Madagascar’s vanilla sector thrown into turmoil

Friday October 08 2021

There is theft of vanilla from fields between March to July when harvesting starts. PHOTO | AFP


Madagascar’s vanilla industry is facing uncertain times with organised and violent theft threatening to bring it down.

The industry is a magnet for corruption and laundering of money from illegal logging of rosewood hardwood trees, which contributed to vanilla’s price bubble that incentivised criminal groups to orchestrate theft of the spice.

According to research by Global Initiative Against Transnational Organised Crime (GI-TOC) the desire to get the spice has increased insecurity.

In a report entitled “Madagascar’s vanilla industry has become a magnet for corruption, money laundering and criminality,” GI-TOC says growers have been subjected to organised theft of prized crop, some of which ended in violence, either with farmers killed while attempting to protect their produce or would-be thieves being executed in form of mob justice.

“Much of this turmoil has been in Sava region in Madagascar’s north-east, which for years has been main region for production where up to 90 percent of the population are reliant on vanilla cultivation,” said the investigative body that spearheads fight against corruption with other organised crimes.

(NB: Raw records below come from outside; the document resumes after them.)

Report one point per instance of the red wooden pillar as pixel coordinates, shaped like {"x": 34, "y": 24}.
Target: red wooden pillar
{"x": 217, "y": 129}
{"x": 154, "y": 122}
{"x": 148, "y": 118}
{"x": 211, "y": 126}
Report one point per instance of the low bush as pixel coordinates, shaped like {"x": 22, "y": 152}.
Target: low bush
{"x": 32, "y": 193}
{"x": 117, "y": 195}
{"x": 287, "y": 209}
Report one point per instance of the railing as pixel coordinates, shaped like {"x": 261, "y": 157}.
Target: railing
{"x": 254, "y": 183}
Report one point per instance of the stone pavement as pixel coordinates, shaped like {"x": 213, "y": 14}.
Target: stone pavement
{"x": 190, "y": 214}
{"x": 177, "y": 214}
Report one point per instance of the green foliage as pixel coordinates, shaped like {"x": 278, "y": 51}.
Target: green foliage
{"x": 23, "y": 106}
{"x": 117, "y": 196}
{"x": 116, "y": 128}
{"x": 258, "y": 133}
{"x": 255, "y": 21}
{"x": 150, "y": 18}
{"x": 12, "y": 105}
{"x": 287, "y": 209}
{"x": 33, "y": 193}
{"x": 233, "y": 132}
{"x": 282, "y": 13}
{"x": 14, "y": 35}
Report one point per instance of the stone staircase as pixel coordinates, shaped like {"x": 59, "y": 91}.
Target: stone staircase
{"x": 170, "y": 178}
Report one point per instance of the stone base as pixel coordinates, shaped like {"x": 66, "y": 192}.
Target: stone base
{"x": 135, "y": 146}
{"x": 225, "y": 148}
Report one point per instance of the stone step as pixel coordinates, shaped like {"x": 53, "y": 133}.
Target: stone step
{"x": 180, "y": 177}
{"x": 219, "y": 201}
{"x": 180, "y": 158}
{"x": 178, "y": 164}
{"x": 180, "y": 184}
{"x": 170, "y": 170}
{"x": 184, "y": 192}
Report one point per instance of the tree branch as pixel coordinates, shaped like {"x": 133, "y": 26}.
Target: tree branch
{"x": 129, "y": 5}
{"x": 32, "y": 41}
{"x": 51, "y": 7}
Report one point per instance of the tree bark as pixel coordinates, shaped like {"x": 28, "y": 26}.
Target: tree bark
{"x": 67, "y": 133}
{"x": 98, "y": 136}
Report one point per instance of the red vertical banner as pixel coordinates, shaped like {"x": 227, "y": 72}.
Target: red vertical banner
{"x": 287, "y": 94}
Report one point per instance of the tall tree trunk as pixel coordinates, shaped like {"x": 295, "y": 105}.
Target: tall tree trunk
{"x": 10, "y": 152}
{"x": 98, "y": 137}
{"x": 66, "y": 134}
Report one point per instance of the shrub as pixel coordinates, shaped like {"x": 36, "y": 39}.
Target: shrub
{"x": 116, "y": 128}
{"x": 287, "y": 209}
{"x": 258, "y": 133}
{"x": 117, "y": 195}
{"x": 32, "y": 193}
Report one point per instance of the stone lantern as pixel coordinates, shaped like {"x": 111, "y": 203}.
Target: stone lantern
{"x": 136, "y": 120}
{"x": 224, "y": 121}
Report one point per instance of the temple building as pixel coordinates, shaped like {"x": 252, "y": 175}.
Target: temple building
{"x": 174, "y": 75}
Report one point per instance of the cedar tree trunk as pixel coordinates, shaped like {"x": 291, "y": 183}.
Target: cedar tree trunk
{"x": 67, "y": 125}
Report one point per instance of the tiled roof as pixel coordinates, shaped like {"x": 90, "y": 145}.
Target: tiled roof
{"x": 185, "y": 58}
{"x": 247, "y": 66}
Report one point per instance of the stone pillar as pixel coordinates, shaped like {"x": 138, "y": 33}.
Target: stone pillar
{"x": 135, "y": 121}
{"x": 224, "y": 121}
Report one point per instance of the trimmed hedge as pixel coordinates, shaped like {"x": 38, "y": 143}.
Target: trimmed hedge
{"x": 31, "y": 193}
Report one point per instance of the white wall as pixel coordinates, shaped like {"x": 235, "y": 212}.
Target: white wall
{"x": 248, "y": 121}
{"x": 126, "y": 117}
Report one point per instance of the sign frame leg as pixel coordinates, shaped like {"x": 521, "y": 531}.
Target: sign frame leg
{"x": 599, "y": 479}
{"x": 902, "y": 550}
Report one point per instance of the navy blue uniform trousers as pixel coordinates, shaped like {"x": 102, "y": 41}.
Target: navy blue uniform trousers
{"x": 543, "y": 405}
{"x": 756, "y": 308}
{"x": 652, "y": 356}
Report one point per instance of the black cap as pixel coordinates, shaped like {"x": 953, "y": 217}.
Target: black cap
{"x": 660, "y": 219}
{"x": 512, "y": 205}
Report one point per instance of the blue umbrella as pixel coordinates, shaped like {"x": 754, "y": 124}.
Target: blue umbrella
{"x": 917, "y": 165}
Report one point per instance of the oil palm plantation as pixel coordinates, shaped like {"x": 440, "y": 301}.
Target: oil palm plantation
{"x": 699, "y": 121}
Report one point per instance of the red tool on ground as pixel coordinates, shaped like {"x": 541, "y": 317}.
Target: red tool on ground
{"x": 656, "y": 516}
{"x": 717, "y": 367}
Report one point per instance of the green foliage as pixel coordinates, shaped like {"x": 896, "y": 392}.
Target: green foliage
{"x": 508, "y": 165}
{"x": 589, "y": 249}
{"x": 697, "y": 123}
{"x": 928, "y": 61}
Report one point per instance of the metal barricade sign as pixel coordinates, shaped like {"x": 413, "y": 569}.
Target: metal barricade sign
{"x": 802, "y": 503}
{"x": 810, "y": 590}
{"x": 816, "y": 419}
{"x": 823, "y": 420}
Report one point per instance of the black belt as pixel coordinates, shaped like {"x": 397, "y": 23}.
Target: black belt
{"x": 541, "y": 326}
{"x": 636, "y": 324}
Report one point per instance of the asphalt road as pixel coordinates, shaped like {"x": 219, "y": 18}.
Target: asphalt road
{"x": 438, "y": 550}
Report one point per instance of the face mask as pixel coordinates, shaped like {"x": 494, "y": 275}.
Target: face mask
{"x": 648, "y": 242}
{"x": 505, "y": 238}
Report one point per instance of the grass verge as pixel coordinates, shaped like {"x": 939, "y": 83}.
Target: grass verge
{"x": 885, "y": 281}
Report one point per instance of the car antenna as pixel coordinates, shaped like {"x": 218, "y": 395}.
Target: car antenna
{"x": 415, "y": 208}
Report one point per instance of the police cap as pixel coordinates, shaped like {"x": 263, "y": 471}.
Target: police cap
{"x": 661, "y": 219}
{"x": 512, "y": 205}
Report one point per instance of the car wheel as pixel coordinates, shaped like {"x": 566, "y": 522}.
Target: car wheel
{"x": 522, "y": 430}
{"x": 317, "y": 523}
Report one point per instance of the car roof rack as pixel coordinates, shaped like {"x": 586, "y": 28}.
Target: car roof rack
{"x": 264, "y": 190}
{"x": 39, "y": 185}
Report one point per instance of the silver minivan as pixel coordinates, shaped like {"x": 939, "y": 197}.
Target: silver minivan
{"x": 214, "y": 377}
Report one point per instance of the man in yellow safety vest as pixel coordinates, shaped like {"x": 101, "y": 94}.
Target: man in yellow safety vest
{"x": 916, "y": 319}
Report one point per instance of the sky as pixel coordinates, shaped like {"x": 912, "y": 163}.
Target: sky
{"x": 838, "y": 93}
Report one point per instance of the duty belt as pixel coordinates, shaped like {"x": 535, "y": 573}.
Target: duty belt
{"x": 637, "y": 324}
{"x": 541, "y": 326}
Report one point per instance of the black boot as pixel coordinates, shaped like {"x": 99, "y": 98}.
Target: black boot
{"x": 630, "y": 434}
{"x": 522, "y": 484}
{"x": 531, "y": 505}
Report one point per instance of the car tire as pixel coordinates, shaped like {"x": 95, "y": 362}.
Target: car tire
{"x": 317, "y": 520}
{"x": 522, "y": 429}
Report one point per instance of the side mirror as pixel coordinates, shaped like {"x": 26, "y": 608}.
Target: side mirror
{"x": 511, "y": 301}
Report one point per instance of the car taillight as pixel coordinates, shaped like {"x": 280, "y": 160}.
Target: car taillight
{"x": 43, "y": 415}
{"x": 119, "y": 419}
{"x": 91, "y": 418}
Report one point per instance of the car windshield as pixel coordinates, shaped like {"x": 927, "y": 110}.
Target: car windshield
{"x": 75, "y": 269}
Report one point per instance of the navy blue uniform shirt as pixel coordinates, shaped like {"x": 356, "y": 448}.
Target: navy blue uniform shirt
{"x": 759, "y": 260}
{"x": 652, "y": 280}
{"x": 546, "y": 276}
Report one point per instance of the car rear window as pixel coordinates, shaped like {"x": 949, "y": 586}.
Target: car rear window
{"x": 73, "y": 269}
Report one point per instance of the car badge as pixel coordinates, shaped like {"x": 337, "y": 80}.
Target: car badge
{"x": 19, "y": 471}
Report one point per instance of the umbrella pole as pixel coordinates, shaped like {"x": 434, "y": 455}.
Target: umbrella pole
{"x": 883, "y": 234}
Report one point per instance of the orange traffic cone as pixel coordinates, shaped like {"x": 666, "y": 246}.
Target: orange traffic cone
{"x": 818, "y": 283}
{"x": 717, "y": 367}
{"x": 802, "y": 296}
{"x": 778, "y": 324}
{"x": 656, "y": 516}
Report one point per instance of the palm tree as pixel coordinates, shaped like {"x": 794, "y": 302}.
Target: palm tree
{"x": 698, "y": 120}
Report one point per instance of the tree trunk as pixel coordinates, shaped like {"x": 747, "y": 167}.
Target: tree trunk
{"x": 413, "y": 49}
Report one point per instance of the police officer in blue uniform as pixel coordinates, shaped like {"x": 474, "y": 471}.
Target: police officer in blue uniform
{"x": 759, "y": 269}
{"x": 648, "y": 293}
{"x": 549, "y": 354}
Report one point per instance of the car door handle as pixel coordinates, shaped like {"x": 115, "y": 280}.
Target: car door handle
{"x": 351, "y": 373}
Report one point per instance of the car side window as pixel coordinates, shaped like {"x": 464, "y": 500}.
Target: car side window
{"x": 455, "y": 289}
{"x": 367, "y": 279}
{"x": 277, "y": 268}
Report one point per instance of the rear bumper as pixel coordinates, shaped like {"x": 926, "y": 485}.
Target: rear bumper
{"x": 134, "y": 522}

Some farmers in Sambava district in Sava region faced with devastating losses from theft have turned to private protection, paying guards about $100 monthly to guard plants and stocks of harvested vanilla.


There is theft of vanilla from fields between March to July when harvesting starts. The theft can turn violent as thieves are armed with long knives or firearms. There are cases of poisonings and attempted murders during vanilla thefts.

Fraud occurs between growers and ‘collectors’ (intermediaries) taking vanilla from farmers, and higher-level operators engaged in export business. Collectors may take farmers vanilla but fail to make promised payments.

The circle is repeated by higher-level operators who do not to pay collectors.

“These types of crimes rise particularly before and after the official harvest. Victims take time to come forward because they are waiting on payments from bigger operators---payments that never appear,” said Mr Ratovoson.

Boom in prices due to low harvest years, rising demand for natural vanilla flavouring and speculation by intermediary buyers in the market saw global cost of spice increase tenfold between 2013 and 2018.

Global Initiative Against Transnational Organised Crime said the ‘vanilla fever’ which made some producers rich has been described as a ‘short-lived El Dorado’, bringing with it insecurity, criminality and corruption.

It said a free fall of prices from the 2018 highs led to the government in February 2020 imposing minimum price first of $350/kg and later $250/kg for vanilla exported in an attempt to stabilise the market.

Criminal activity has followed the minimum price policy that targeted to preserve businesses of smallholder producers. Sharp fall in prices in the domestic market has led to buyers hesitant to export vanilla at price higher than other international offerings, unwilling to commit to buy the produce.